Der Surrealismus ist eine Strömung in der bildenden Kunst, die sich ab circa 1920 aus dem Dadaismus herausgeformt hat, das heißt: die konventionelle Malerei wird im Surrealismus abgelehnt. Die Künstler dieser Strömung beschäftigen sich insbesondere mit dem Unbewussten und Unwirklichen. Die surrealistischen Abbildungen entsprechen also nicht der greifbaren Realität, welche ansonsten das Objekt des Klaus Euler ist.

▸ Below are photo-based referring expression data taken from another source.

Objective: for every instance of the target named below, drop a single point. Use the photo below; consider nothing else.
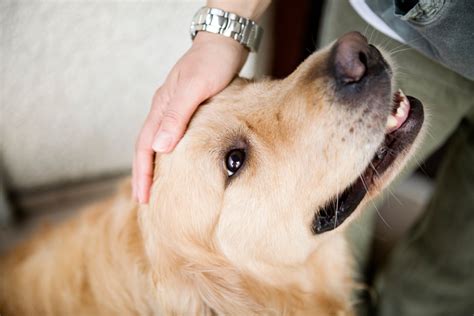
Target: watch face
(228, 24)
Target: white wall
(76, 82)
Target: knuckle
(173, 117)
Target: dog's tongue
(402, 109)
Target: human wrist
(221, 42)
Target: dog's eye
(234, 161)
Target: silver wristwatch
(243, 30)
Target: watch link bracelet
(213, 20)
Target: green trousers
(431, 270)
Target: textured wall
(76, 82)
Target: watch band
(213, 20)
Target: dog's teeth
(391, 122)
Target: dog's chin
(403, 127)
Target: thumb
(174, 121)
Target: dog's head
(269, 171)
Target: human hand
(203, 71)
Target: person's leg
(447, 98)
(431, 271)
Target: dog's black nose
(349, 55)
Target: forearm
(251, 9)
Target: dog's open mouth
(403, 126)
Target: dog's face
(268, 171)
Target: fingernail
(141, 197)
(163, 142)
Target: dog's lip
(395, 142)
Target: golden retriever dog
(247, 215)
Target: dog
(247, 215)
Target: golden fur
(207, 244)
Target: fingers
(143, 160)
(175, 118)
(143, 167)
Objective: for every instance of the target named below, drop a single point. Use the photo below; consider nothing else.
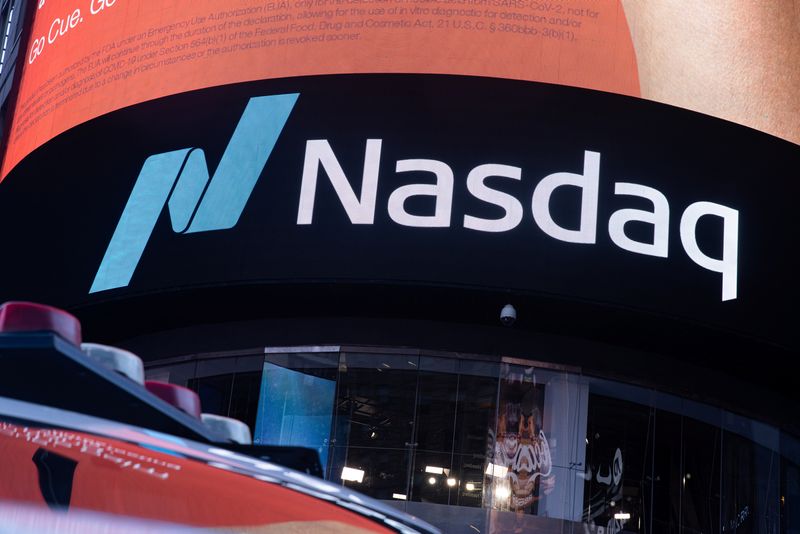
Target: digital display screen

Der Surrealismus entstand in Paris und so ist auch der Begriff französisch, er bedeutet über dem Realismus, also über der Realität. Geprägt wurde der Begriff vom französischen Schriftsteller Guillaume Apollinaire, der seinem Theaterstück „Les mamelles de Tirésias“, auf deutsch: „Die Brüste von Tirésias“, den Untertitel „ein surrealistisches Drama“ gab. Die Vorreiter des Surrealismus sind Maler Max Ernst und Schriftsteller André Breton. Sie scharten eine Reihe von Künstlern um sich, die sich dem Programm des Surrealismus anschlossen. Max Ernst schrieb ein Manifest, in dem er den Surrealismus als psychischen Automatismus beschreibt.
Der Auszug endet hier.